Imagination is freedom — it can transform the world. Here’s a wonderful story told by Robert Hass, about the power of imagination in action in one of the direst places in our collective history.

“I’ll tell you a story that may or may not be true because it belongs to the history of marvels. The French poet Robert Desnos was in Buchenwald not because he was a poet but because he was a Jew. The story is that Desnos and all the men in his barracks were marched to a room and told to strip in preparation for being deloused in an adjoining room. They understood what that meant, and Desnos turned to the man next to him and said, “I read fortunes. Let me see your palm.” The man, stoop-shouldered, eyes wet with fear, held up his palm. Desnos looked at it and shook his head. A long lifeline, he said, but I see trouble in business down the line and trouble with your daughter. The man, stunned at first, laughed.
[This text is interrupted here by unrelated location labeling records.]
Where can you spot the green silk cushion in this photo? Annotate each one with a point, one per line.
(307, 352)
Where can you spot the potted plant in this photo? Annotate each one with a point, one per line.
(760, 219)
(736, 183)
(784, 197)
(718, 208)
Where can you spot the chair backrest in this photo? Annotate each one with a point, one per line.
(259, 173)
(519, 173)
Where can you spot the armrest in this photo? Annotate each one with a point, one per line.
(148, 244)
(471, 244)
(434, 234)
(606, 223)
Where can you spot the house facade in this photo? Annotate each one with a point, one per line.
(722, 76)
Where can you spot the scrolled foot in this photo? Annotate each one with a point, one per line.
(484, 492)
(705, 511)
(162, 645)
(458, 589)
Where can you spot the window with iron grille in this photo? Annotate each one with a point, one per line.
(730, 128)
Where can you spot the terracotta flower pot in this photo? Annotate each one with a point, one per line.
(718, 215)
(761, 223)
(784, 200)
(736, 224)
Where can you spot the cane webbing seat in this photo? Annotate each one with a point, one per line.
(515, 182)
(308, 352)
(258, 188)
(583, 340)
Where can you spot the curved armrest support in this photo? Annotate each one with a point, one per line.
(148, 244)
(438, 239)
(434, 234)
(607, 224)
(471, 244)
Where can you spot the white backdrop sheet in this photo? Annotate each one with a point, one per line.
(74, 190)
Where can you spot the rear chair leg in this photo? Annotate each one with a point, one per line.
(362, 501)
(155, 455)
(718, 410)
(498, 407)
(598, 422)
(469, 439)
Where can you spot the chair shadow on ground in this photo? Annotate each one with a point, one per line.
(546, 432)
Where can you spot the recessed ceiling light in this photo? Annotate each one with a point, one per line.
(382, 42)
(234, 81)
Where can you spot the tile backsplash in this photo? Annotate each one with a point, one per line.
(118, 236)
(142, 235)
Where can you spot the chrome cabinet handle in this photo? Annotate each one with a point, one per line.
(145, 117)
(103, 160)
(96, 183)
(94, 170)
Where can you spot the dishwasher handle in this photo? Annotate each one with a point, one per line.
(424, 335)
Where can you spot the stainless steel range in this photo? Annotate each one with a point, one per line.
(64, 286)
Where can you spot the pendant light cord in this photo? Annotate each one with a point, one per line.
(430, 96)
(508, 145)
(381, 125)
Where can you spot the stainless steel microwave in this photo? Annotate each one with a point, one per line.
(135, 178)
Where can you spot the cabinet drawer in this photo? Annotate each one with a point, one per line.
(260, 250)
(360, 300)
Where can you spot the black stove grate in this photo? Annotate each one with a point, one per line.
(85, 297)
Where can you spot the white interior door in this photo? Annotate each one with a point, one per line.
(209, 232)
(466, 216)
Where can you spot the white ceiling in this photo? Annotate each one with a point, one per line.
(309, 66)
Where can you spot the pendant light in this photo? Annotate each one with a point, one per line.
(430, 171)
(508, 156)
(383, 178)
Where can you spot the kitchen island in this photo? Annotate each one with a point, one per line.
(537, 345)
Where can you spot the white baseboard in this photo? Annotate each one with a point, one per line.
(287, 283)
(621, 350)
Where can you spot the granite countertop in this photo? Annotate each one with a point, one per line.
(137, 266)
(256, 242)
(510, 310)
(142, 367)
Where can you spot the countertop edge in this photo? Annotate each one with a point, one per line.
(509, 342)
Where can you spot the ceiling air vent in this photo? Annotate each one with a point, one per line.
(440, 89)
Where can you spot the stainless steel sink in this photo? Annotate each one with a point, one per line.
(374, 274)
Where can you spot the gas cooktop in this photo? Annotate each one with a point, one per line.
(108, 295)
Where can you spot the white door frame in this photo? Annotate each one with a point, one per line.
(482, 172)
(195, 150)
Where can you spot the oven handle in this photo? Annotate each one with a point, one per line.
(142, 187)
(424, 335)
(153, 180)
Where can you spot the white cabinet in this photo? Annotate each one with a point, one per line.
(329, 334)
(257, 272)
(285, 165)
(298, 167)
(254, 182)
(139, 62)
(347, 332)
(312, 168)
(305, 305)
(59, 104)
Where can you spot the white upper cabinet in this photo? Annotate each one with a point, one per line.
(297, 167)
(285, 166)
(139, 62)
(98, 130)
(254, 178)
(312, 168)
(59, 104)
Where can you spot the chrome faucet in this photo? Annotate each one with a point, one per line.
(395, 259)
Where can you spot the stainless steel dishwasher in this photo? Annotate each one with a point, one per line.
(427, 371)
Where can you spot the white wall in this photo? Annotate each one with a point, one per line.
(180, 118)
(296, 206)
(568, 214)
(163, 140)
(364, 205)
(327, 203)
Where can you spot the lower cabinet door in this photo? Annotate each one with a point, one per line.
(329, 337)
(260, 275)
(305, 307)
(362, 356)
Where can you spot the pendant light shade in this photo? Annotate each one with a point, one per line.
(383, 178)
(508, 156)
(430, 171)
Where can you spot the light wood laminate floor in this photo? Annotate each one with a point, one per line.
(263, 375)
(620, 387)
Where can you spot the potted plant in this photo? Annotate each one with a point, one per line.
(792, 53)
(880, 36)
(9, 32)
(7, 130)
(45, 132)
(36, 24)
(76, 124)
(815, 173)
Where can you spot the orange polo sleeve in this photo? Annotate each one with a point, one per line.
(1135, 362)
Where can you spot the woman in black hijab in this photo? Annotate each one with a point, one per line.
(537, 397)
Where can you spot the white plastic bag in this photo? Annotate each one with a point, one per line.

And others laughed. And soon all the men in the room were standing around naked, laughing, with tears in their eyes, reading one another’s palms. The guards were so disconcered that they ordered the men to get dressed and marched them back to their barracks. The next day a transfer order came through and many were sent to a work camp and some survived to tell the story. Desnos was not among the survivors. Surrealism began with the idea that freedom of imagination could transform life, and in this instance, if the story is true, it did.”